Quem pede mais? Talvez os ex-prefeitos. Mas é um páreo duro na disputa peditória com os vereadores. Estes pedem tudo, até coisas sérias! O fato é que, a cada campanha política, o Brasil mais pobre escancara o rosto da miséria.
A sociedade parece inteiramente divorciada da cultura do trabalho. E os candidatos dão uma lamentável contribuição para alargar a mística da mendicância. A campanha é um imenso estuário de promessas e de assistencialismo vazio.
Daí porque o sistema feudal do voto continua. Garantido por um cinturão de protagonistas, pagos para acolitar candidatos, este sistema mantém as rasteiras articulações do emaranhado político, tornando cada campanha um filtro de funções invertidas, com baixíssimo poder de depuração dos caminhos que conduzem ao ardil da ordem.

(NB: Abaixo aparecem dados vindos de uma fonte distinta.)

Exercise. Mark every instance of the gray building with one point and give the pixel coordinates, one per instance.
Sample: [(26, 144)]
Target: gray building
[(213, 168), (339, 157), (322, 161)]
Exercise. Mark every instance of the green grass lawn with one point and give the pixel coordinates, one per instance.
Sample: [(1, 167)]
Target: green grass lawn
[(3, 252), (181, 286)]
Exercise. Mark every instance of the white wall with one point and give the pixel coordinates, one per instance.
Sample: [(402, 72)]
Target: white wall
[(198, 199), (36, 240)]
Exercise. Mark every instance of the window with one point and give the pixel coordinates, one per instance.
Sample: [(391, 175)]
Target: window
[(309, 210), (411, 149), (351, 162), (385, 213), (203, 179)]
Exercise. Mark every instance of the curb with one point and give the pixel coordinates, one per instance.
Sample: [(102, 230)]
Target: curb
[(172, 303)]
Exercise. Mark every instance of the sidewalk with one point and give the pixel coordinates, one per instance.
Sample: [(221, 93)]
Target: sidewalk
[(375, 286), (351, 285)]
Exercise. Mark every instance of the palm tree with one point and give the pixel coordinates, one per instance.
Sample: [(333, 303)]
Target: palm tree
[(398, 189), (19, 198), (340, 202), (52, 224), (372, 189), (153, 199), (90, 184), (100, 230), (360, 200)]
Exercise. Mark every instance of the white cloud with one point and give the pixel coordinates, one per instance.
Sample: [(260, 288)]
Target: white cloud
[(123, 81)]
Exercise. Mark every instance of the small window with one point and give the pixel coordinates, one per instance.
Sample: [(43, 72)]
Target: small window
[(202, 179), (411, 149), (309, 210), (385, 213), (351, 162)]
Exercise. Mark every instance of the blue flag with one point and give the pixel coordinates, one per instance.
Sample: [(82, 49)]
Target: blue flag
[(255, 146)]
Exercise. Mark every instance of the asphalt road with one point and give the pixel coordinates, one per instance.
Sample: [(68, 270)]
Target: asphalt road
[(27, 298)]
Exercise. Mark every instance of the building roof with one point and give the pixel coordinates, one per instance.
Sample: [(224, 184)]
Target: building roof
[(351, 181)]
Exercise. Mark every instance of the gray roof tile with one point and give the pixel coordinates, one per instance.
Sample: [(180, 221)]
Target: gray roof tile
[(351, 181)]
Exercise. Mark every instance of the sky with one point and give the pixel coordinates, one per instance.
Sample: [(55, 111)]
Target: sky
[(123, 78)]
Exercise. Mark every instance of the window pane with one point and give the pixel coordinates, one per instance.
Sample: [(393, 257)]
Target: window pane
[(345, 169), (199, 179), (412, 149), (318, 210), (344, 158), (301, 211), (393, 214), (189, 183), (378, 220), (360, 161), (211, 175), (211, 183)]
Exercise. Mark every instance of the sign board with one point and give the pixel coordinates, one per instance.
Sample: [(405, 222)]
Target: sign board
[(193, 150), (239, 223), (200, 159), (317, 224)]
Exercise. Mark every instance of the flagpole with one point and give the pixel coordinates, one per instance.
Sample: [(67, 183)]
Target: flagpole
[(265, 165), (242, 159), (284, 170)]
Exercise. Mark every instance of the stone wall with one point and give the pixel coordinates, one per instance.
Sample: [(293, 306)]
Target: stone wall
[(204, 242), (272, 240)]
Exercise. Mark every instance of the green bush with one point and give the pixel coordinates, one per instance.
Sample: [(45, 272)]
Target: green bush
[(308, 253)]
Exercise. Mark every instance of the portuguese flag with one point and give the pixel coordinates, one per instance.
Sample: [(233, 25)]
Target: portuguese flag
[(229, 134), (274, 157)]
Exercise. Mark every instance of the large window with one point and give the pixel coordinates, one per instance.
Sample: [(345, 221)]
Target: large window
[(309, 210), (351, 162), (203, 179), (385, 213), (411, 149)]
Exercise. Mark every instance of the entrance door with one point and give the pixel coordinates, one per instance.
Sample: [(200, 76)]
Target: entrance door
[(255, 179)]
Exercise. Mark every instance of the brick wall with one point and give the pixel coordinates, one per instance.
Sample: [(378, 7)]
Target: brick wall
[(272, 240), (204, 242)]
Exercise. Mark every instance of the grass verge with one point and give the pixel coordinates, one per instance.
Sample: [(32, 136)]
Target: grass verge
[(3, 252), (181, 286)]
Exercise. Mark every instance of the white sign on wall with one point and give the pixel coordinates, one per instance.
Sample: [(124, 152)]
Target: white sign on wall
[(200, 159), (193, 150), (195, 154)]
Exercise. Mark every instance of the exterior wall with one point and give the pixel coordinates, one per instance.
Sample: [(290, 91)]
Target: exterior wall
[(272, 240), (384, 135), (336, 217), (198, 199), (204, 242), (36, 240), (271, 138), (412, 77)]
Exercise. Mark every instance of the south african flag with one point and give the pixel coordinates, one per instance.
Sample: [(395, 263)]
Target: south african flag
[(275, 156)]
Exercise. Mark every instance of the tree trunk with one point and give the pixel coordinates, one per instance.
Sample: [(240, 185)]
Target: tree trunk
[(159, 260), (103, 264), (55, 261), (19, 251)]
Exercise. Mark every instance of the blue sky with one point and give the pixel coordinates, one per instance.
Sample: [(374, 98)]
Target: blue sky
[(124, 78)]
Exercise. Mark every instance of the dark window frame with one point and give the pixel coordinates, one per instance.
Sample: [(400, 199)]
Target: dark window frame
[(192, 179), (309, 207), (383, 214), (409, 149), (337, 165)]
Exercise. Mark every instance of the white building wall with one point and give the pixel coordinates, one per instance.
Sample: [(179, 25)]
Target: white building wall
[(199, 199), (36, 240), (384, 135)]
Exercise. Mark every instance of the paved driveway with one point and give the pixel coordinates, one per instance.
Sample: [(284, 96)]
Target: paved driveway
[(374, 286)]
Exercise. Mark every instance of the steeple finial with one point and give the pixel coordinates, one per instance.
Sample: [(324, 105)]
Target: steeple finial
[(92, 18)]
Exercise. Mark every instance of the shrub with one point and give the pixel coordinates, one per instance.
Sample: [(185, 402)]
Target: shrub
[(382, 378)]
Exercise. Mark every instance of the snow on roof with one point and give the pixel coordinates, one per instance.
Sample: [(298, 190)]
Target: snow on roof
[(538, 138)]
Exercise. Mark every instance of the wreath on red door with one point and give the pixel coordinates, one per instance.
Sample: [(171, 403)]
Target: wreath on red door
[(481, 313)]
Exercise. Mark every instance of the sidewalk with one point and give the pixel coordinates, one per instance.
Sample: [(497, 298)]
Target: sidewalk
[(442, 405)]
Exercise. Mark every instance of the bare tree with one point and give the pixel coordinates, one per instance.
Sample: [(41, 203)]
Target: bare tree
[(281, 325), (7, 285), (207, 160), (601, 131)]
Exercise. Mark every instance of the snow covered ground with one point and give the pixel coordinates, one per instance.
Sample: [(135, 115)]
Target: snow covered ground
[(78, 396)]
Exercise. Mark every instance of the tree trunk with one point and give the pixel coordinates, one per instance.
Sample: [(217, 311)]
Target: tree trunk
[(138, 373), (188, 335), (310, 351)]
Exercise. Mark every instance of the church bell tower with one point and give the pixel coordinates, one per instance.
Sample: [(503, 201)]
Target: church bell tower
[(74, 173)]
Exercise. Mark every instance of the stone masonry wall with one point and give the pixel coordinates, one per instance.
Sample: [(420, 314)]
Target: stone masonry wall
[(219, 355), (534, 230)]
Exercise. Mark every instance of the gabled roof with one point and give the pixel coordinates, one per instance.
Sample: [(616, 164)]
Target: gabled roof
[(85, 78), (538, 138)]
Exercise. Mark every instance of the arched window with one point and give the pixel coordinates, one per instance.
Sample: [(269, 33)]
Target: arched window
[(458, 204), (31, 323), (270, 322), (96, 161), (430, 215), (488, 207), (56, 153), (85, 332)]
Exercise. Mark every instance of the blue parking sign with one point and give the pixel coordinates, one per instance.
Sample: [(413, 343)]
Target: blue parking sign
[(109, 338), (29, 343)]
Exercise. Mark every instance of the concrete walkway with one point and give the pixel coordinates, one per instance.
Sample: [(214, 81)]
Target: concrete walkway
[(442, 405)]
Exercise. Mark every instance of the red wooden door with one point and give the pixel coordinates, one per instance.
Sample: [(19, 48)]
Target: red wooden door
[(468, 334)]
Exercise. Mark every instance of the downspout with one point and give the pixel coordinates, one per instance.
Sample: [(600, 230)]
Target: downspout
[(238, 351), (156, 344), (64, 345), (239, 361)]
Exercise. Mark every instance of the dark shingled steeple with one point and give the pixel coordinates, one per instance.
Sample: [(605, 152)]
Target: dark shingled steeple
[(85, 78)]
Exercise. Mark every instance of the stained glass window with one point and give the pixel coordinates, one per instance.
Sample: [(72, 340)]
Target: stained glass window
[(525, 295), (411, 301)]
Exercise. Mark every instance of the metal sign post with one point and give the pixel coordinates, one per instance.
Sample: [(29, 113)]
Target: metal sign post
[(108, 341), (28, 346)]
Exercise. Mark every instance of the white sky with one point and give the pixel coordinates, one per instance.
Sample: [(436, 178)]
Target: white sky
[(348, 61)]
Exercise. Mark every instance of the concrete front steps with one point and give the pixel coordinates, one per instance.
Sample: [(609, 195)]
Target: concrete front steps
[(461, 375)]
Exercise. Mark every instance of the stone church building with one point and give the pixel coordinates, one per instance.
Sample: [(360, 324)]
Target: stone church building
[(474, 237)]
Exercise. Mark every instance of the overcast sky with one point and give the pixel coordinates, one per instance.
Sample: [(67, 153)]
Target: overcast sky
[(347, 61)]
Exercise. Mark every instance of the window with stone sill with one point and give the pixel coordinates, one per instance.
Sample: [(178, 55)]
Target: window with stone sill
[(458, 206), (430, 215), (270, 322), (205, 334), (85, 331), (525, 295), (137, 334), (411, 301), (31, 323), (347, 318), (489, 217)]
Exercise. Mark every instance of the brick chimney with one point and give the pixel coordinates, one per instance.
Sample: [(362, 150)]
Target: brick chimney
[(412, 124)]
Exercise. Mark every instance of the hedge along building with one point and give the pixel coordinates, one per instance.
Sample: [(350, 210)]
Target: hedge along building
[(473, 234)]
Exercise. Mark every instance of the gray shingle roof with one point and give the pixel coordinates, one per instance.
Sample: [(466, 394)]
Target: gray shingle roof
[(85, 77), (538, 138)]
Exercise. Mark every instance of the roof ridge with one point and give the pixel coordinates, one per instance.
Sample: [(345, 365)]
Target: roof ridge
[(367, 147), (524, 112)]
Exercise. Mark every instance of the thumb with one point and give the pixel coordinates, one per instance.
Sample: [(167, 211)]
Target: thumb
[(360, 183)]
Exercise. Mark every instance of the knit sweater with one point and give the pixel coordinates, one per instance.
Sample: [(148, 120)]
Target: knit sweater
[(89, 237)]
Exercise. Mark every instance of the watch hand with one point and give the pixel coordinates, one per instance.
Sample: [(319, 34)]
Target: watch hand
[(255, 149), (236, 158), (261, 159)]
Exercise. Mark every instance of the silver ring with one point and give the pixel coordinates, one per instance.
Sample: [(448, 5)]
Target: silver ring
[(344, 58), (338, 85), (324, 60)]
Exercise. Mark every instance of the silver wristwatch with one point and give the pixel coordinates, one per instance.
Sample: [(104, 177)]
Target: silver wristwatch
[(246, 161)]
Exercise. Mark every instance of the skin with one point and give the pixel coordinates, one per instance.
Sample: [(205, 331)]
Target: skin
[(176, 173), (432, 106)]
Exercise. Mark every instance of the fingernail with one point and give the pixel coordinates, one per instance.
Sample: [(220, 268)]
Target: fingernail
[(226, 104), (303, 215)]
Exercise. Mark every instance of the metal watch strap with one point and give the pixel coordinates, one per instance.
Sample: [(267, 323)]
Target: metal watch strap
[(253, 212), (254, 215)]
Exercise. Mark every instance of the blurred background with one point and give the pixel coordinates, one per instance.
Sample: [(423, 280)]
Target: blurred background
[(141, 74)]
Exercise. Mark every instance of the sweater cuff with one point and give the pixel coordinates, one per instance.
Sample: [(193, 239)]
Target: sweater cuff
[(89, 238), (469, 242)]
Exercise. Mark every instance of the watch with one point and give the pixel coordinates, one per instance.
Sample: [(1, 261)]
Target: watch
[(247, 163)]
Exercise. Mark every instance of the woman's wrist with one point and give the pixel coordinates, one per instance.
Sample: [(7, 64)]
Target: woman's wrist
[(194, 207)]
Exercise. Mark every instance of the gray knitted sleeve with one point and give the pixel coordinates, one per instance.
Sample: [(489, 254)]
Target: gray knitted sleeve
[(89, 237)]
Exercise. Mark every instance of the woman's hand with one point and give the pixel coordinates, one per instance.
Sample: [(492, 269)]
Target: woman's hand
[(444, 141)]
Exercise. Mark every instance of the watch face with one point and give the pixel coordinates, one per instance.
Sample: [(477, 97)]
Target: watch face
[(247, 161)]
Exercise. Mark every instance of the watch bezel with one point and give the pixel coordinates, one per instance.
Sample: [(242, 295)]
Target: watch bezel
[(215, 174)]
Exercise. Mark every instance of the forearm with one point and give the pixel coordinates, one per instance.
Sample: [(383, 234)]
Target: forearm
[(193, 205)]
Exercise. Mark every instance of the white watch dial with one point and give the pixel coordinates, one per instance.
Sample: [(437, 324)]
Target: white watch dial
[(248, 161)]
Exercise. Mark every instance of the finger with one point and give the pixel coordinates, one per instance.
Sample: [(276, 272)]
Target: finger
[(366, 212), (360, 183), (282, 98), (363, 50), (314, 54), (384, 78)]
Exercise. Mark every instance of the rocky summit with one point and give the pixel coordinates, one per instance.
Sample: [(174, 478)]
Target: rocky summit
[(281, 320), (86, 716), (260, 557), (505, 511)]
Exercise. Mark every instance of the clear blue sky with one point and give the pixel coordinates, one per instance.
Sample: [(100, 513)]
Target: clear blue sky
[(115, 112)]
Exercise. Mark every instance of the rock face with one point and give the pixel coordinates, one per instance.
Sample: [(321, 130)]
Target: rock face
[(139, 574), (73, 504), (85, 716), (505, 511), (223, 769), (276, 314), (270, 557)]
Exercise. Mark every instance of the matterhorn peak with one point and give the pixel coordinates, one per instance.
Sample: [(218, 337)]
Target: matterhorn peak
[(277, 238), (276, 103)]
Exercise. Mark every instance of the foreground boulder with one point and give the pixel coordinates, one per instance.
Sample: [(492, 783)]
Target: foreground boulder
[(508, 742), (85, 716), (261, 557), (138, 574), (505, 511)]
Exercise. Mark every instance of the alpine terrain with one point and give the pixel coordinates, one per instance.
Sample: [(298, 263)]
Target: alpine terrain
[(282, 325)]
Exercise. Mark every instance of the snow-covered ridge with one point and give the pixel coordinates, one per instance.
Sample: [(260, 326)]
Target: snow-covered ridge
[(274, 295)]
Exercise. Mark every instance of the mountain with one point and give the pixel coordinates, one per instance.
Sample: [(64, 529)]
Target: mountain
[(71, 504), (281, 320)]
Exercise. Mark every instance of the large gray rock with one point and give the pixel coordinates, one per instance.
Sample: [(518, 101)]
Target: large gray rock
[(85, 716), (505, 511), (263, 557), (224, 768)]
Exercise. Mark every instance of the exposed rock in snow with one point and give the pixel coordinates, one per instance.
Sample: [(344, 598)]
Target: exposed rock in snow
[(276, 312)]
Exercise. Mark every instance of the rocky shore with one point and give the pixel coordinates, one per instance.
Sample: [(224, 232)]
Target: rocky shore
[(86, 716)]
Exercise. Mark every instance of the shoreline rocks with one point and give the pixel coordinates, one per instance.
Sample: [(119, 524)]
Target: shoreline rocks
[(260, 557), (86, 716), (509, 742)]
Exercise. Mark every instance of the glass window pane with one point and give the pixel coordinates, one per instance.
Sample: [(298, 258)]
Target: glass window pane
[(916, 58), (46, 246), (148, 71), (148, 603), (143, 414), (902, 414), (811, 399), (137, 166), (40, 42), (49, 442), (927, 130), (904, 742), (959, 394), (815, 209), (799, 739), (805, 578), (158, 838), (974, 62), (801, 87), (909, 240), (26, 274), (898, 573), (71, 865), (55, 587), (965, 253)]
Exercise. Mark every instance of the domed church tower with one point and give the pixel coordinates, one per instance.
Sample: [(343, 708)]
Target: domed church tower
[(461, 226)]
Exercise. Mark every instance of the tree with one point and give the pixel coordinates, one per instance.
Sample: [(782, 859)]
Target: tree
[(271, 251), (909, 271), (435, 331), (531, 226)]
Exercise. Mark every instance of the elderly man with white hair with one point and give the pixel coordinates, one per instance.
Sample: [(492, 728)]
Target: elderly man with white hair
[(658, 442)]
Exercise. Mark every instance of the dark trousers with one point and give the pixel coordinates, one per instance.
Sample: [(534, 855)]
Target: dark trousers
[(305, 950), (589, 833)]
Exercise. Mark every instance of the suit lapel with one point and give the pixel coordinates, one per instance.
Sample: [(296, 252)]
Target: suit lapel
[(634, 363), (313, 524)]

Os partidos, por sua vez, não cobram qualquer sintonia entre o dito, o prometido e os respectivos conteúdos programáticos. O resultado é que todos os candidatos se transformam em distribuidores de "simpatias" eleitorais, estágio orgásmico da irresponsabilidade política.
A consequência mais imediata é a total ausência de exaltação ao trabalho nos "eventos" eleitorais. Este lado cruel da campanha política revela que quanto mais o candidato gasta, mais o eleitor se desgasta.